The previous literature on Duodopa documents a marginal improvement in the hyperkinetic state, with several patients showing substantial improvement compared with others who do not.2 Other work, also from Uppsala, has used a control group fitted with dummy PEG tubes. These researchers observed a modest improvement in dyskinesias, but as the total proportion of dyskinesias during the day was small they were difficult to analyse accurately.7 Conversely, Stocchi et al. found significant improvement in dyskinesias after levodopa infusion.8
Indications versus Deep Brain Stimulation
Continuous levodopa infusion is, in many ways, competitive with DBS. However, in our experience advanced disease is not a critical or limiting factor in the treatment decision. Patients with some residual parkinsonian symptoms while ‘on’ can still be accepted as candidates. Similarly, patients of advanced age can still be suitable, as discussed in the article by Patricia Limousin. Furthermore, Duodopa has the advantage of being 100% monotherapy, which is of particular benefit for older patients who may suffer from psychiatric symptoms. Neither is Duodopa contraindicated in patients with structural brain problems that would render DBS unadvisable. For both treatments, it is critical that the patient has good support from his or her care-giver and good social support in general.
Severe dyskinesias could be a limiting factor for Duodopa. While continuous dopaminergic stimulation should improve both motor fluctuations and dyskinesias, our previous experience with subcutaneous continuous infusion of apomorphine showed that dyskinesias were a limiting factor for therapeutic success.
The collaborative Barcelona study of Duodopa includes patients from three hospitals in the area. This is a total of 27 patients (10 men, 17 women) with a mean age of 66 years (range 54–76 years). Of the 27 patients, 24 were considered good responders after the period with nasoduodenal tube. The mean follow-up was 13 months (range three to 25 months).

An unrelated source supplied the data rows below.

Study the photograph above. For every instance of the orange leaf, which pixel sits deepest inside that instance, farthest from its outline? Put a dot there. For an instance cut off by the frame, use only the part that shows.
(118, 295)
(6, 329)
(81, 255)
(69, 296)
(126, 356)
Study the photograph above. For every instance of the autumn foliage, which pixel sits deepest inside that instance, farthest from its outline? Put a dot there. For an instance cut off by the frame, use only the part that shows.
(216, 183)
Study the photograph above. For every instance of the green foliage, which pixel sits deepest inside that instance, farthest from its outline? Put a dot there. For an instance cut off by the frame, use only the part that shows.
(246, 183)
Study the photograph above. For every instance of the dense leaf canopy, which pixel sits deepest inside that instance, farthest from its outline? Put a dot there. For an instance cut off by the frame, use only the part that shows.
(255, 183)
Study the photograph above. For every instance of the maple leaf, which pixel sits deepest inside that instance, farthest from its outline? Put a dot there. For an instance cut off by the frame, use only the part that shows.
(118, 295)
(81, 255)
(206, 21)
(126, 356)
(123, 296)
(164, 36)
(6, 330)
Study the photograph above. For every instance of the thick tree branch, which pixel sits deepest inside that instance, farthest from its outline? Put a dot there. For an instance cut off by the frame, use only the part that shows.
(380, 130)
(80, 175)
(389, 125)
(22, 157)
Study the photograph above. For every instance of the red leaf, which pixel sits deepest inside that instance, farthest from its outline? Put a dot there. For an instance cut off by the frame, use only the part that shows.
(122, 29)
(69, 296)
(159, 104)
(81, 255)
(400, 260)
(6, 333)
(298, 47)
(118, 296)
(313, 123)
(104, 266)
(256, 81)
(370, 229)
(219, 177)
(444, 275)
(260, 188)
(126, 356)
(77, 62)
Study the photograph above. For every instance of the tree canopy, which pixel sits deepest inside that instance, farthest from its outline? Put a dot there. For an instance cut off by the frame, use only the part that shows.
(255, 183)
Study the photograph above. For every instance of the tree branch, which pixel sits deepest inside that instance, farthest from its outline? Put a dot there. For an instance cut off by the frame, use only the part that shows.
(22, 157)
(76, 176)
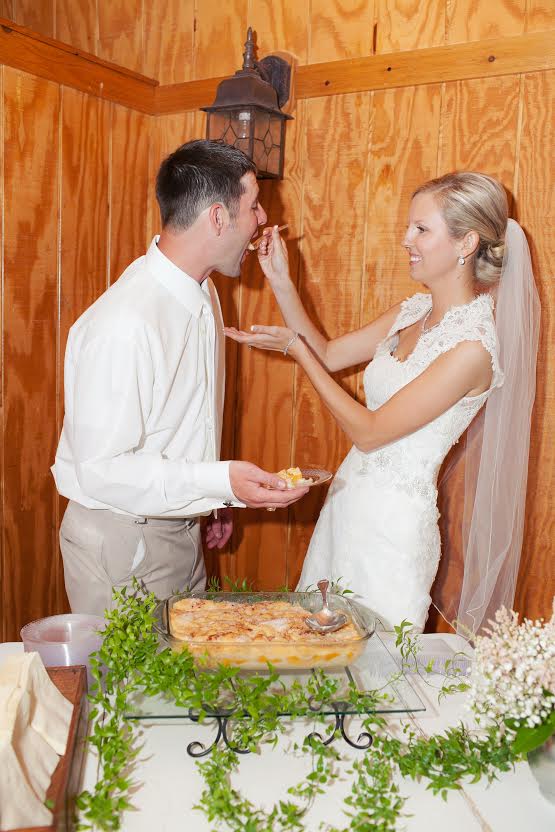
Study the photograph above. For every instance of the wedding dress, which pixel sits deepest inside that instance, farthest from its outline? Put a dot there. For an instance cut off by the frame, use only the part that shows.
(378, 529)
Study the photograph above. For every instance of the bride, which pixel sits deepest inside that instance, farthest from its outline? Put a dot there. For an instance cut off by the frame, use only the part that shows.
(435, 360)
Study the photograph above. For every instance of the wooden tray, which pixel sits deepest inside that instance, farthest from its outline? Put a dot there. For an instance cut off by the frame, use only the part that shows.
(66, 780)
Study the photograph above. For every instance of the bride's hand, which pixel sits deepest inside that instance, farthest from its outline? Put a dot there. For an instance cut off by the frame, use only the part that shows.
(273, 256)
(276, 338)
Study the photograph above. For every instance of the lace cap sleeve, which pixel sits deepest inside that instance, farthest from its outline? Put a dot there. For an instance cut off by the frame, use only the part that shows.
(412, 309)
(473, 322)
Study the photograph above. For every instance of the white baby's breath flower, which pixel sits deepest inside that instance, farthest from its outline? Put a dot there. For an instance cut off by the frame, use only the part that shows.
(513, 674)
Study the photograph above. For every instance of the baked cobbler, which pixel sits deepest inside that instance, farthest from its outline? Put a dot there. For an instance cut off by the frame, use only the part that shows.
(294, 477)
(200, 620)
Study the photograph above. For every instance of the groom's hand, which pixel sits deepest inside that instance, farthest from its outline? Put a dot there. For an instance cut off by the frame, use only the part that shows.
(259, 489)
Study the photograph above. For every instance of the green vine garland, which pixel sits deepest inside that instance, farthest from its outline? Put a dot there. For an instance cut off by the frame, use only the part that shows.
(130, 661)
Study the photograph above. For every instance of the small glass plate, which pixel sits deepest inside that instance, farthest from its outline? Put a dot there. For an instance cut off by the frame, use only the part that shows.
(316, 475)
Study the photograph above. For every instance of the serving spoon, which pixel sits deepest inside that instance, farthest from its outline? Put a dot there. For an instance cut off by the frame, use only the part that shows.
(326, 620)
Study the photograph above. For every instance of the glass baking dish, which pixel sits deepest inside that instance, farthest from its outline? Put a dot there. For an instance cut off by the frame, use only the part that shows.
(284, 655)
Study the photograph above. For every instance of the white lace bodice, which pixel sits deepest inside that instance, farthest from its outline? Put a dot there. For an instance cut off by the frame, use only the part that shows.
(412, 463)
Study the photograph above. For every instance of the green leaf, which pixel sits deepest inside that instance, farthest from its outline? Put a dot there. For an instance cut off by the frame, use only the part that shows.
(527, 739)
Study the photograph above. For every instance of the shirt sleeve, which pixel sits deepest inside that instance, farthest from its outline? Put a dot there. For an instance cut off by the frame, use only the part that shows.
(111, 402)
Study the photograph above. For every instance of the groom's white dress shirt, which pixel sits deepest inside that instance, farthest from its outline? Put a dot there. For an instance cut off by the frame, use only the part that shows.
(144, 385)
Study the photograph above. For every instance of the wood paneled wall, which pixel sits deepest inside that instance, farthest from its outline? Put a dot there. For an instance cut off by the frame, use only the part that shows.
(74, 197)
(78, 207)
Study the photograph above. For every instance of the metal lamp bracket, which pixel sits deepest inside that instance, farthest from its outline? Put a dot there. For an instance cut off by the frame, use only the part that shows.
(277, 72)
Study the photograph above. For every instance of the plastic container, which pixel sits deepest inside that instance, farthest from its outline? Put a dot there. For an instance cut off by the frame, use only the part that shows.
(64, 640)
(284, 655)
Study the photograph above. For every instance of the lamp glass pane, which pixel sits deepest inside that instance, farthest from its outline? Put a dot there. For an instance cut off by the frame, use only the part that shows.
(260, 155)
(276, 130)
(242, 122)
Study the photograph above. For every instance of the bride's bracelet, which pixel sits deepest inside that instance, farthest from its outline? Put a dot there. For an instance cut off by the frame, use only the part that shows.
(290, 343)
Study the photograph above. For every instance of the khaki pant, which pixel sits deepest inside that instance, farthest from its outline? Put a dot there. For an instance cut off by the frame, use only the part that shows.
(102, 550)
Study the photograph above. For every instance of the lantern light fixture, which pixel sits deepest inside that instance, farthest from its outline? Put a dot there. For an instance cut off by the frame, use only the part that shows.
(247, 114)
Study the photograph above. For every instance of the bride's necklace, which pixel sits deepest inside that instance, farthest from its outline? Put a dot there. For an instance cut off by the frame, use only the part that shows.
(425, 321)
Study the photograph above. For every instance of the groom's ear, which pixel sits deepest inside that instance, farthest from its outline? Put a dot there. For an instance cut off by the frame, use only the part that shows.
(218, 217)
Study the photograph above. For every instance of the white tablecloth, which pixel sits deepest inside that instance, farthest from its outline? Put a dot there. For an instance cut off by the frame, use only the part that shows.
(168, 784)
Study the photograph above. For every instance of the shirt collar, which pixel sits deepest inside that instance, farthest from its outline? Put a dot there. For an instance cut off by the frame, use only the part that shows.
(186, 289)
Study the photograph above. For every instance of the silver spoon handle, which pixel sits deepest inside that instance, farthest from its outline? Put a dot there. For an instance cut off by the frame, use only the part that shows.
(323, 586)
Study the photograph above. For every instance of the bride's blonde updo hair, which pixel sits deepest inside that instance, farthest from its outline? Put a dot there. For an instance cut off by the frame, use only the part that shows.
(474, 202)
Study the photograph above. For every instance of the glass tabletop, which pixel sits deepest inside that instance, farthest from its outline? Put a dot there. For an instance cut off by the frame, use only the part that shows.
(375, 670)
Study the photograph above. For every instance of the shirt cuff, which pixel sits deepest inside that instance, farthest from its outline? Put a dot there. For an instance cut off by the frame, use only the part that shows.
(212, 480)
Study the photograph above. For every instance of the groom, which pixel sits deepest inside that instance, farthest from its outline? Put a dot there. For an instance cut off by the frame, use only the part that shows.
(144, 389)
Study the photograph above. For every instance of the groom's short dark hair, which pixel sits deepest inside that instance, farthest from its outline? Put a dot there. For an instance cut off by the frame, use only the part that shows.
(195, 176)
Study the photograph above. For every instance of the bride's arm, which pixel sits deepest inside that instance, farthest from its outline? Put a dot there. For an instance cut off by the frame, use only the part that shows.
(337, 353)
(463, 371)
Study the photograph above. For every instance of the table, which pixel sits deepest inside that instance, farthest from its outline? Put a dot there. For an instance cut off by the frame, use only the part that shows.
(168, 784)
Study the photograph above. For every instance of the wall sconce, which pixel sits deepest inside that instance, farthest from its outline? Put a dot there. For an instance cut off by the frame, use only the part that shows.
(247, 110)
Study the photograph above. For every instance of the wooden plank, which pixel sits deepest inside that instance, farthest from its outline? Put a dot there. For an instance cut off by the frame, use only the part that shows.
(399, 161)
(220, 35)
(53, 61)
(37, 16)
(340, 29)
(264, 436)
(536, 212)
(168, 40)
(493, 104)
(468, 20)
(7, 9)
(330, 281)
(167, 133)
(3, 587)
(280, 27)
(191, 95)
(120, 33)
(527, 53)
(532, 52)
(539, 15)
(129, 188)
(84, 227)
(76, 23)
(403, 24)
(31, 117)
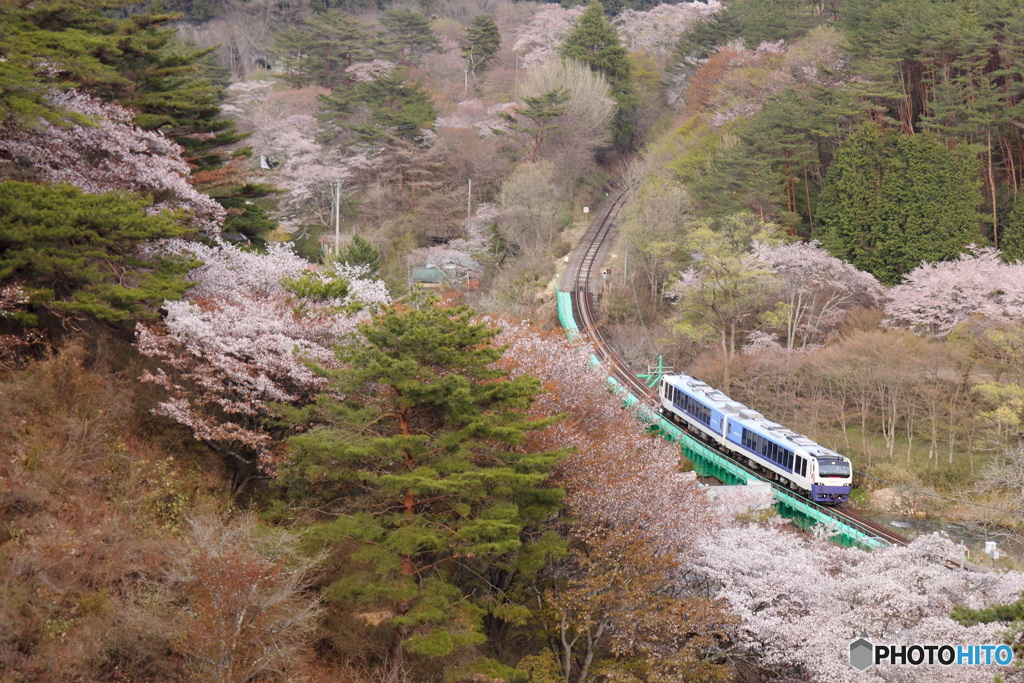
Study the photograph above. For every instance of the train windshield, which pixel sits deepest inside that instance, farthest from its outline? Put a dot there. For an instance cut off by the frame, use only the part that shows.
(834, 469)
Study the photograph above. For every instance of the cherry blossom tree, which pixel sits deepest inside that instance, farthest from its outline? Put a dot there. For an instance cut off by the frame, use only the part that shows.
(104, 153)
(540, 38)
(817, 290)
(936, 297)
(636, 527)
(290, 157)
(803, 600)
(13, 300)
(486, 121)
(241, 339)
(657, 30)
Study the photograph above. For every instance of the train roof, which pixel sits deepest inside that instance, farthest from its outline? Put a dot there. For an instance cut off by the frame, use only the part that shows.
(719, 401)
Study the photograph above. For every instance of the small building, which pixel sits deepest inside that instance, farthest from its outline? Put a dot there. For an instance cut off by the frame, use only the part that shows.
(450, 271)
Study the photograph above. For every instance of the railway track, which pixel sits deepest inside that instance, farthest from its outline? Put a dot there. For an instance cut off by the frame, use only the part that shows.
(585, 312)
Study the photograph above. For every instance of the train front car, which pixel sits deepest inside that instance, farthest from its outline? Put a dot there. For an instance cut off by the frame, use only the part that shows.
(832, 478)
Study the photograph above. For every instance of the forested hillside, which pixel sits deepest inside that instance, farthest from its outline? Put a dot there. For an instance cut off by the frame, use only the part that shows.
(282, 393)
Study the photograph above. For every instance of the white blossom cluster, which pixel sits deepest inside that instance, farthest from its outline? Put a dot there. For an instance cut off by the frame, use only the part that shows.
(241, 340)
(803, 600)
(474, 114)
(752, 77)
(540, 38)
(936, 297)
(657, 30)
(111, 154)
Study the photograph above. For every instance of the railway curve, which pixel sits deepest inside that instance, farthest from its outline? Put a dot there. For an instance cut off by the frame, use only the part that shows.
(578, 282)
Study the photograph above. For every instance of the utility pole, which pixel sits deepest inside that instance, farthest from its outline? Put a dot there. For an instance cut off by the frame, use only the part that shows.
(515, 82)
(336, 211)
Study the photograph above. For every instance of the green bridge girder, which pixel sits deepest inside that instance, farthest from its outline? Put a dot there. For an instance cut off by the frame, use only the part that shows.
(709, 462)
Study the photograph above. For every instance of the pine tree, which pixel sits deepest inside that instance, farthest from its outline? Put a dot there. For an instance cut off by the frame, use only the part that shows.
(419, 459)
(409, 36)
(397, 109)
(541, 111)
(482, 42)
(892, 201)
(320, 51)
(1012, 244)
(595, 42)
(135, 60)
(77, 253)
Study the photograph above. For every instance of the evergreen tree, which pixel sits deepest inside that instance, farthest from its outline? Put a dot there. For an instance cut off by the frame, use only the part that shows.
(77, 253)
(437, 508)
(1012, 244)
(892, 201)
(360, 252)
(540, 111)
(397, 109)
(595, 42)
(246, 217)
(320, 51)
(408, 36)
(482, 42)
(135, 60)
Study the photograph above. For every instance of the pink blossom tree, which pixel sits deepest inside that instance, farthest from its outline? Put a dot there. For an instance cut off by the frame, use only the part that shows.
(817, 290)
(240, 342)
(803, 600)
(104, 153)
(657, 30)
(936, 297)
(540, 38)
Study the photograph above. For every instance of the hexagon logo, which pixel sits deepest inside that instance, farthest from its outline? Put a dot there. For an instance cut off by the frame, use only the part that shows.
(861, 654)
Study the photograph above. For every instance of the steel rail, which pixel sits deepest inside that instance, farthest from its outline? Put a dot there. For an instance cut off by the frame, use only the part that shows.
(584, 310)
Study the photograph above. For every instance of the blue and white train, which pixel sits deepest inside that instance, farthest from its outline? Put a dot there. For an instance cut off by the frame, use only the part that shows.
(776, 452)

With Duodopa, average off time decreased from 63 to 12% (p<0.005), leading to better control of motor fluctuations. On time with dyskinesias and H&Y stage did not change significantly from baseline. Total UPDRS scores while on improved by 15.3 points (p<0.05), indicating that on time was of better quality. In patients still suffering off periods, total UPDRS scores improved by 61% (p<0.005), indicating that they were less troublesome. Overall, the differences between on and off periods lessened. The most frequent adverse effects related to technical problems with the infusion device (n=9), psychiatric complications (n=8) and, once again, the troublesome biphasic dyskinesias (n=3), but only four patients abandoned the treatment because of adverse events. In total, 20 patients are still receiving Duodopa. Summary and Conclusions
Continuous levodopa infusion is an effective therapy to reduce daily off time in advanced PD. Adverse effects are generally related to the infusion system or are pharmacological complications that, in general, can be easily managed. In some instances, new biphasic dyskinesias have started to manifest when the pump is switched off. Sometimes these can be managed with an additional bolus of levodopa. They have not caused any patients in our cohort to abandon treatment.